Gelet op de kwetsbare psychische gesteldheid van de betrokkene en de huidige reisbeperkingen in verband met de uitbraak van het coronavirus/COVID-19 is het hof van oordeel dat toewijzing van het verzoek om naar Vietnam af te reizen thans niet aan de orde is. Onduidelijk is immers hoe de situatie van de betrokkene eruit zal zien op het moment dat vrij reizen naar Vietnam weer verantwoord is. Het hof zal de bestreden beschikking dan ook bekrachtigen.

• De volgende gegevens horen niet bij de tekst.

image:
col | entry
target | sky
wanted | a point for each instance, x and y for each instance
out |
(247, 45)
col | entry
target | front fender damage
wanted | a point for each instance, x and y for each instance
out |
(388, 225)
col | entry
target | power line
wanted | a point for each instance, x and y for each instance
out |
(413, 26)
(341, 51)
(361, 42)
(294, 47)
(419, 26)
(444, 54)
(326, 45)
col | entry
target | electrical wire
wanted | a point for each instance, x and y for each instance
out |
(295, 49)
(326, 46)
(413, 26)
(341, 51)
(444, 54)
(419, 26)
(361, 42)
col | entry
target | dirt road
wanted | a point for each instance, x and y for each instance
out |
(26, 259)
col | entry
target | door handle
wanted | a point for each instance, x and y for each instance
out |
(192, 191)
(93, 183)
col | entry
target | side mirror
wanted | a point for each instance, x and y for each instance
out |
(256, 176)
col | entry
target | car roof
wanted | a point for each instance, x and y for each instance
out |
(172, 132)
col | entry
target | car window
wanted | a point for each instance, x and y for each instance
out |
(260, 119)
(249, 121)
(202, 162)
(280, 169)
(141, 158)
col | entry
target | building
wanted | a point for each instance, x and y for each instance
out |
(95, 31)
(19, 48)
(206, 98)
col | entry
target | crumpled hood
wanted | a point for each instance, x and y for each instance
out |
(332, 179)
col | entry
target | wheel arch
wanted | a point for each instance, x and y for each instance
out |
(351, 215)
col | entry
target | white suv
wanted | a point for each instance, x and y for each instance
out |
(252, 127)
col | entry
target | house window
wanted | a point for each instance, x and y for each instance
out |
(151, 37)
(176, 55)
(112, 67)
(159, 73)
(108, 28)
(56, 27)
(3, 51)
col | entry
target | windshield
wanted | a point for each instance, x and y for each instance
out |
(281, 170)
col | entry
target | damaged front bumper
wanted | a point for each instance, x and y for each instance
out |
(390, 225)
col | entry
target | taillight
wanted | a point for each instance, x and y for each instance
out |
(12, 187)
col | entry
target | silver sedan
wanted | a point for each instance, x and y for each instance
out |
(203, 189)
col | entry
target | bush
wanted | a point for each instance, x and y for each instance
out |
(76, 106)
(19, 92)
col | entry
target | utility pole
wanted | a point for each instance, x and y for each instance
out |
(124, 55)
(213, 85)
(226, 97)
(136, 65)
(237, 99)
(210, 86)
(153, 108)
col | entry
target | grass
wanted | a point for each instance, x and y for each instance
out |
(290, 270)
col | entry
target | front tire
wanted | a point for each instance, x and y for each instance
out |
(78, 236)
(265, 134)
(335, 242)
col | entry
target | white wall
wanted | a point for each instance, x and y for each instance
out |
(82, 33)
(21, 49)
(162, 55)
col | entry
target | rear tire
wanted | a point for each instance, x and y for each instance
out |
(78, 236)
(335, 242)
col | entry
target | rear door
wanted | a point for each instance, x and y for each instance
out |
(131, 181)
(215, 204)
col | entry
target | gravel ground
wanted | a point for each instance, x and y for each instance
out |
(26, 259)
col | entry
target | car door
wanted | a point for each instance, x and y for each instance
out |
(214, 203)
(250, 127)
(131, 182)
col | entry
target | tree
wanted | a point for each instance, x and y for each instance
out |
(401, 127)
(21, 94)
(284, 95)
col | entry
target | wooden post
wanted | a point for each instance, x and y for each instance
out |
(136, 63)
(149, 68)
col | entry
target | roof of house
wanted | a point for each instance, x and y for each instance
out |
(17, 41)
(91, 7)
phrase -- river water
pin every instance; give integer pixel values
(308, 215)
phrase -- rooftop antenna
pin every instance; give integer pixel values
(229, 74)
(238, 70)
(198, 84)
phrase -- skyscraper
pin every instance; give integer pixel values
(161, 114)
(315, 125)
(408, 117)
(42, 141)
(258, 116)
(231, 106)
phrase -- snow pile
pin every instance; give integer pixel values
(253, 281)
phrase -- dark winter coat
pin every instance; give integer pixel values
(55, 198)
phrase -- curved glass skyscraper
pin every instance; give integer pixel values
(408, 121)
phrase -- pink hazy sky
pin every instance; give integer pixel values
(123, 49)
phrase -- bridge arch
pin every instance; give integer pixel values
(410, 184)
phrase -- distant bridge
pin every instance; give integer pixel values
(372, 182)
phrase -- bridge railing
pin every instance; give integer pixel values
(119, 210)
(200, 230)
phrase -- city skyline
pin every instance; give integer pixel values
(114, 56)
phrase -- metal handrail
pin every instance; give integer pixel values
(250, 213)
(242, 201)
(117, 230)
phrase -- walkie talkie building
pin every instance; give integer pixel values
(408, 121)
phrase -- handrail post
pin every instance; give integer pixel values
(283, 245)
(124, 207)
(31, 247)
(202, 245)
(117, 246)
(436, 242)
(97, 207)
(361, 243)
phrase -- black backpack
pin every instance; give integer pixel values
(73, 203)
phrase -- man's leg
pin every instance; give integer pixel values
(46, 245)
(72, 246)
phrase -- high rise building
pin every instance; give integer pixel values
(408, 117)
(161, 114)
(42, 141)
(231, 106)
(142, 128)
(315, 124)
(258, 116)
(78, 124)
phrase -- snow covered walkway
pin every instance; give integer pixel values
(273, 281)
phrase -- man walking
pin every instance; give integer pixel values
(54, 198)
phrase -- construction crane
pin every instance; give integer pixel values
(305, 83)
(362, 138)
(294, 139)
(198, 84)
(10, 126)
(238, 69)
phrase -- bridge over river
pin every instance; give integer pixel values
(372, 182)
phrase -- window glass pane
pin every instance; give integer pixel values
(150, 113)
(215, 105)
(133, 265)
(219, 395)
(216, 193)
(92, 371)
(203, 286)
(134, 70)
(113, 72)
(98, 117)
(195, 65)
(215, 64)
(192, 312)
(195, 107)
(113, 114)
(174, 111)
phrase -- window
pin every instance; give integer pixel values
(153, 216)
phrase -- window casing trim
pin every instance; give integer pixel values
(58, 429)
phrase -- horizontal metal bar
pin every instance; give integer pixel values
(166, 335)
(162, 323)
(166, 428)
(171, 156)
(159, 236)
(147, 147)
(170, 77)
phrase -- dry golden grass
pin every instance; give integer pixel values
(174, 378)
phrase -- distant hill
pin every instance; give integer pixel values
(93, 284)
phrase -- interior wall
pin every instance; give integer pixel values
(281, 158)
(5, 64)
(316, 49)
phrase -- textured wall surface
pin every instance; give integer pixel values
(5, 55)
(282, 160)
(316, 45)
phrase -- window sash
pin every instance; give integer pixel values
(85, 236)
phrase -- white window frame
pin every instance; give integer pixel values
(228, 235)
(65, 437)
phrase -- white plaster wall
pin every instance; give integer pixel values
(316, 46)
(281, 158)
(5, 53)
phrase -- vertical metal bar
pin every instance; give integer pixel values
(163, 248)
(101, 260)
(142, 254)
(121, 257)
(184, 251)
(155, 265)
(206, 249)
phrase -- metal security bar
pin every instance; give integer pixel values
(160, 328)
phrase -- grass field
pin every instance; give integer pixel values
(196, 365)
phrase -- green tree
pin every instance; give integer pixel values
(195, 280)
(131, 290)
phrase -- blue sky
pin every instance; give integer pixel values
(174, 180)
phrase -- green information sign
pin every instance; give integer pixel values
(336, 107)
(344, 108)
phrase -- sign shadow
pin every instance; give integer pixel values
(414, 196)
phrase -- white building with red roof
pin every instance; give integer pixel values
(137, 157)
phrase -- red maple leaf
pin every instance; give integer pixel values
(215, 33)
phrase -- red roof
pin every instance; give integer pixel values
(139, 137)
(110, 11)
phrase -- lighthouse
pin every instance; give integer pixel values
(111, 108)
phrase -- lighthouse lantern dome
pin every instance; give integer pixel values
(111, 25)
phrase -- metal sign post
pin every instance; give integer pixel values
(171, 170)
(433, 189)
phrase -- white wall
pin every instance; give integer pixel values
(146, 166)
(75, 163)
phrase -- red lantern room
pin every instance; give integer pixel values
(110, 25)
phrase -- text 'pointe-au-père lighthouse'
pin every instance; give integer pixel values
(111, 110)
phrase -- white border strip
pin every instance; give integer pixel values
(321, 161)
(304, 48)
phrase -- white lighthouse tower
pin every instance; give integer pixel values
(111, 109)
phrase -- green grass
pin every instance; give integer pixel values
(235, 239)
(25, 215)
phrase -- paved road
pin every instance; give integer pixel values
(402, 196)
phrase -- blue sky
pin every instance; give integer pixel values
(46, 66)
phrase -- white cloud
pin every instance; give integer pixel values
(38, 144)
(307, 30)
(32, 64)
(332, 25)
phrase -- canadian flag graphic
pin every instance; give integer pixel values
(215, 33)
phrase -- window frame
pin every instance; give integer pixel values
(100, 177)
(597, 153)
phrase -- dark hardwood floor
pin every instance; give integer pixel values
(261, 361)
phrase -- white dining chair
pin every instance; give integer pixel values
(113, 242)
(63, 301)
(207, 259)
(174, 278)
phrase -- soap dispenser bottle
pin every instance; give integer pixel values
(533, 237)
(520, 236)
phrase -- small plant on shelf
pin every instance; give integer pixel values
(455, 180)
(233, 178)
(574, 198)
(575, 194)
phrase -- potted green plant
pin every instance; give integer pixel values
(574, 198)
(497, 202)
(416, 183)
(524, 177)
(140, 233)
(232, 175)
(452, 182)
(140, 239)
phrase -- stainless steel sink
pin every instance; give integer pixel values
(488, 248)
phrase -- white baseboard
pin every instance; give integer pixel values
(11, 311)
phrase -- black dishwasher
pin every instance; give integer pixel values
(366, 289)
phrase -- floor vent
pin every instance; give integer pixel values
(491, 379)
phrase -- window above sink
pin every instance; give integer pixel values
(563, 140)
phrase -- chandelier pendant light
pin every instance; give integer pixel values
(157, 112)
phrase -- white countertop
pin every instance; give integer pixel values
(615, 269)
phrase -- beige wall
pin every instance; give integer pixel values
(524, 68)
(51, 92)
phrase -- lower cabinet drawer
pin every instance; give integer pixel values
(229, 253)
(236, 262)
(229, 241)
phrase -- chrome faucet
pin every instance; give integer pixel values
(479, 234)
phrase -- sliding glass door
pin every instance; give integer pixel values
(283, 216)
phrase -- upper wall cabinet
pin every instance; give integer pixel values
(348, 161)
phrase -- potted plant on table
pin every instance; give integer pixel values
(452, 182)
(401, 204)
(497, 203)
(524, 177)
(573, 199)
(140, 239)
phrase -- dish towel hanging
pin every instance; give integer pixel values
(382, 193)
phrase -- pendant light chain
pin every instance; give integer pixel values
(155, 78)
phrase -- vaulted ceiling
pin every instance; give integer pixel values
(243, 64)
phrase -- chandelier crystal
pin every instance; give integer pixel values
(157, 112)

Het voorgaande neemt echter niet weg dat van de curator mag worden verwacht dat zij zich in de (nabije) toekomst zal inspannen om te bewerkstellingen dat de betrokkene haar moeder in Vietnam kan bezoeken onder passende begeleiding. Hierbij dient er rekenschap van te worden gegeven dat de stiefmoeder inmiddels een constante factor in het leven van de betrokkene lijkt te zijn, die een belangrijk deel van de dagelijkse zorg op zich heeft genomen.
5.4
Dit leidt tot de volgende beslissing.

6.De beslissing

Het hof:
bekrachtigt de beschikking waarvan beroep.
Deze beschikking is gegeven door mr. H.A. van den Berg, in tegenwoordigheid van mr. A. Paats als griffier en is op 25 mei 2021 in het openbaar uitgesproken.